KPI Definition Example
Network Reliability KPI
- kpi name: packet-drop-rate
- input metrics: packetCount, packetDropCount
- time window: 60 seconds, tumbling window
- filter expression: metadata['dataSource'] matches '10\\.118\\.7[23]\\.[1-9]0?'
- calculation expression: percent(sum(packetDropCount), sum(packetCount))
- groupBy expression: metadata['dataSource']
This KPI calculates the packet drop percent rate for devices whose IP address falls in the range specified by the given regular expression. Metrics observed by the streaming system for other devices that fall outside of the filter range will be filtered out. Assuming the dataSource attribute is present in the metric event, the groupBy expression ensures that the packet-drop-rate KPI is calculated for each unique value of the attribute. All packetCount and packetDropCount metrics received during the time window are added together (in the sum() operation) followed by the percent operation.

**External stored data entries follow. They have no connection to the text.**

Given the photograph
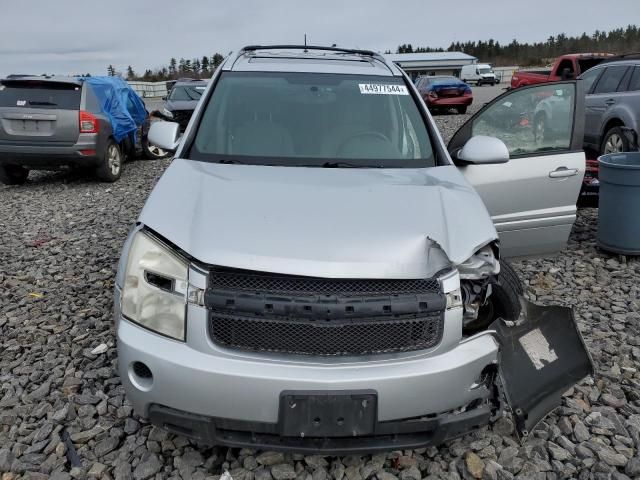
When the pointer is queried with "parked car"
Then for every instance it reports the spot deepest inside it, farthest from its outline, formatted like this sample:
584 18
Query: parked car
479 73
445 92
182 100
612 103
317 271
564 67
48 123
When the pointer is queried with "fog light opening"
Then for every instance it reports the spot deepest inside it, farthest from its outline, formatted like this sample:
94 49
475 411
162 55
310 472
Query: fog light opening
141 376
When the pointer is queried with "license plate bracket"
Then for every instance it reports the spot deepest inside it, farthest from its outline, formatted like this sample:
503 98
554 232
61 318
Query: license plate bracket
328 413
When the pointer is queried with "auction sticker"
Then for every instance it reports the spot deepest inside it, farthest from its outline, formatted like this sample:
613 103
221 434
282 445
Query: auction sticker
382 89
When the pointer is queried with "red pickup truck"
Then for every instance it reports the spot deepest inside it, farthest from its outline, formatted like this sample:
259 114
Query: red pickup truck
564 68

Threshold Definition Example
Network Reliability Threshold
We would like to set a threshold for non-acceptable values for our network reliability KPI packet-drop-rate. It is desired that the packet drop rate remains under 10%, since that is the understood tolerance of the devices and network. Anything above this level will be unacceptable. A packet drop rate above 20% will be a sign that some more critical is occurring and anything above that value is certainly severe and undesirable. This threshold would piggy back of the packet-drop-rate KPI and add to the definition by adding a set of threshold ranges to capture the behavior described above.

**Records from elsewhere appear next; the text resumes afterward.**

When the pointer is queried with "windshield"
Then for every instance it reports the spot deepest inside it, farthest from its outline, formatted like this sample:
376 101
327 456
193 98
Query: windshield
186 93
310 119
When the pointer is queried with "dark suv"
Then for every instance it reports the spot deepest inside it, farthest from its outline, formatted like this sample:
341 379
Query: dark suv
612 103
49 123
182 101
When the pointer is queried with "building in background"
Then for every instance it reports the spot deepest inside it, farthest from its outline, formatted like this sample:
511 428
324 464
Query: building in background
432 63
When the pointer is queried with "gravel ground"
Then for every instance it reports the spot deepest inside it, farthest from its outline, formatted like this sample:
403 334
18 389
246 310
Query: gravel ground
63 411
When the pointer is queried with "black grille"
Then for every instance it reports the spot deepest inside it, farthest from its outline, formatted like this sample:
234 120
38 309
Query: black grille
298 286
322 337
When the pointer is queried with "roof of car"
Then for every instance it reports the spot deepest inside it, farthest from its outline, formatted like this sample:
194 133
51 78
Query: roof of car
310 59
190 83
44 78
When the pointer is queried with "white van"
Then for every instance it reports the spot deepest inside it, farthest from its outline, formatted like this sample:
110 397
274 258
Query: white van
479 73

threshold name: packet-drop-rate
Lable | Value >= | Value < |
---|---|---|
normal | 0 | 10 |
warning | 10 | 20 |
critical | 20 | max |
This threshold configuration will augment the calculated KPI packet-drop-rate and add an additional tag to the output event to identify the threshold crossing condition as specified in the config.
Non-windowed Threshold Definition Example
Device Availability Threshold
- threshold name: device-status-threshold
- filter expression: metadata['dataSource'] matches '10\\.118\\.7[23]\\.[1-9]0?'
- catalog: device catalog
- catalog item: device status
Label | Value >= | Value < |
---|---|---|
device.down | 0 | 1 |
device.up | 1 | max |
This threshold configuration will generate an event for a device that falls within the filter criteria when an availability event is received and indicates the device is not responding or offline.
Composite KPI Example
Device Availability KPI
- kpi name: device-down-status-count
- input threshold: device-status-threshold:device.down
- time window: 60 seconds, tumbling window
- filter expression: metadata['dataSource'] matches '10\\.118\\.7[23]\\.[1-9]0?'
- calculation expression: count(device-status-threshold:device.down)
- groupBy expression: metadata['dataSource']
Label | Value >= | Value < |
---|---|---|
device.down | 5 | max |